Polish Deputy Foreign Minister Szymon Szynkowski vel Sęk referred to The New Yorker article on social media, announcing that Polish diplomacy will undertake decisive actions against what it sees as an attempt to besmirch Poland.

“The attempt to create a picture in which Poles are responsible for the death of 3 million Jews is something unheard of. This manipulation will be the subject of a decisive reaction from Polish diplomacy,” he wrote on Twitter.

In the article, Gessen also refers to Jan Tomasz Gross who was supposedly persecuted in 2016 for stating that “Poles killed more Jews during the Second World War than Germans did”.

The author accused the Law and Justice (PiS) government of carrying out dishonest historic policy meant to restore Poland’s image as a “noble victim”. She also compares the government to Donald Trump, who she claims also tried to create a false image of his own country.

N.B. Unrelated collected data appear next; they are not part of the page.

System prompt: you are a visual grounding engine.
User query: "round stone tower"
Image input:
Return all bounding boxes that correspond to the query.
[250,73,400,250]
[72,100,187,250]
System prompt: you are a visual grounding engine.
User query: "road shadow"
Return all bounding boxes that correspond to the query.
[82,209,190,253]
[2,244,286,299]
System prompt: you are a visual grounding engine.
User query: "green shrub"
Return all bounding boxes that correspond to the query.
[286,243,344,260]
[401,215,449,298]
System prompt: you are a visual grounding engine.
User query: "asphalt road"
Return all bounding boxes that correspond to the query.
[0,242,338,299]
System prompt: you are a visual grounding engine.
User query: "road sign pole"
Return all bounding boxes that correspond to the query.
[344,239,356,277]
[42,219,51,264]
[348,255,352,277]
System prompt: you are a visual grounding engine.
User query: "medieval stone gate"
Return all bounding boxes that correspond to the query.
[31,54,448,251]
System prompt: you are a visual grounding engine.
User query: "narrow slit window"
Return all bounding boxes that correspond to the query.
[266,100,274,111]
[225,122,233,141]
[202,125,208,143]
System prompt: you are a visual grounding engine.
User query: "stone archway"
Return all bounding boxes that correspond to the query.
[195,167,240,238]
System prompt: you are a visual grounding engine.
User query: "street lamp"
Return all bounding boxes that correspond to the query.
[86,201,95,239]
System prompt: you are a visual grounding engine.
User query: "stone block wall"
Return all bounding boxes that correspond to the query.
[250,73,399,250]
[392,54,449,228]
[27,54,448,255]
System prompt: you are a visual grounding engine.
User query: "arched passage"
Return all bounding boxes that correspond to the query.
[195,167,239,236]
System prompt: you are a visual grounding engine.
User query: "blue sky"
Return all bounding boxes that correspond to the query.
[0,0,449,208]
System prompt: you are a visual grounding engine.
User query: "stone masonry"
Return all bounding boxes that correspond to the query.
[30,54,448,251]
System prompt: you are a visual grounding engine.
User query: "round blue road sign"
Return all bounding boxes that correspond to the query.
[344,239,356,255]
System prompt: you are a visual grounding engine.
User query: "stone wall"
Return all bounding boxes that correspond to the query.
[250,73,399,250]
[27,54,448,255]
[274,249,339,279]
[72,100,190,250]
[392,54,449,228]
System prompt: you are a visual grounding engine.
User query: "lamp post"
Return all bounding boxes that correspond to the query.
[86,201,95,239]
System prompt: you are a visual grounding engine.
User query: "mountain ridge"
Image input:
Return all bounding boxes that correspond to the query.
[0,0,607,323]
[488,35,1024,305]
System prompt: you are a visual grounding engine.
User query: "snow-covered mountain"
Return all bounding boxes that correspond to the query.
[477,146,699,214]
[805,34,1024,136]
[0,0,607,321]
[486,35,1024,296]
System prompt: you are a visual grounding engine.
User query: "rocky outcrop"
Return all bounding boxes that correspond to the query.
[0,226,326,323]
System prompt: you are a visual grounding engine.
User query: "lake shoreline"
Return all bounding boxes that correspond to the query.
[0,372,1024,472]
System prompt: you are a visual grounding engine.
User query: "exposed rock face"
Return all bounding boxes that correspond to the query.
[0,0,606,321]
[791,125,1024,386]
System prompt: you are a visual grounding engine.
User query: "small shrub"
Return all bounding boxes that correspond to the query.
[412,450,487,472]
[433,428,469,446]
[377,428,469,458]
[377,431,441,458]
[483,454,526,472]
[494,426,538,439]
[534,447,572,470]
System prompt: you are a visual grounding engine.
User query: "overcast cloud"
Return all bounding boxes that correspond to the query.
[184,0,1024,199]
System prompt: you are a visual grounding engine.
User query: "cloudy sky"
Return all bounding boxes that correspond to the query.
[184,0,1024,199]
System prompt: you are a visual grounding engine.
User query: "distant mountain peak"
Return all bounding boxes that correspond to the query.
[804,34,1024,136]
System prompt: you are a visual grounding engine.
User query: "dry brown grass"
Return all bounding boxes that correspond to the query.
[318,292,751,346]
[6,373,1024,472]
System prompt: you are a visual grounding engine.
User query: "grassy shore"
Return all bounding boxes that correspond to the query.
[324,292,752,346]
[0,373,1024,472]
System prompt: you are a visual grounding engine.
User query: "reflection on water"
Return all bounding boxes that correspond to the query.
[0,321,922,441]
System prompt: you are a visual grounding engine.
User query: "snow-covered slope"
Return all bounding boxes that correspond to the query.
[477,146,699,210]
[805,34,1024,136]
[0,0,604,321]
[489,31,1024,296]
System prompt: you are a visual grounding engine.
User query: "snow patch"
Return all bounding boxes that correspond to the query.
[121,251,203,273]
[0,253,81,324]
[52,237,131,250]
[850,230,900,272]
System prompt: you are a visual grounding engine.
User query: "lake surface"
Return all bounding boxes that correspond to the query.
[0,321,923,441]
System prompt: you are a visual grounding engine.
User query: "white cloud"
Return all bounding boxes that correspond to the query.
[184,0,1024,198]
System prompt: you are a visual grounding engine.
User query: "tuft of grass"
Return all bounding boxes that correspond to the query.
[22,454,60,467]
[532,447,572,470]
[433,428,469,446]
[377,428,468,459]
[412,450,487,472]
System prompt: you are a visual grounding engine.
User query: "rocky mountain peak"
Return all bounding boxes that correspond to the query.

“Grabowski and Engelking’s work, and that of other Holocaust historians, draws such attention and such hostility because it threatens the foundational narrative of Polish society, its sense of historical and material legitimacy. In this way, the Polish memory wars are not dissimilar from the American ones,” the article reads.

Title image:  In this 1943 photo, a group of Polish Jews are led away for deportation by German SS soldiers, during the destruction of the Warsaw Ghetto by German troops after an uprising in the Jewish quarter, AP Images.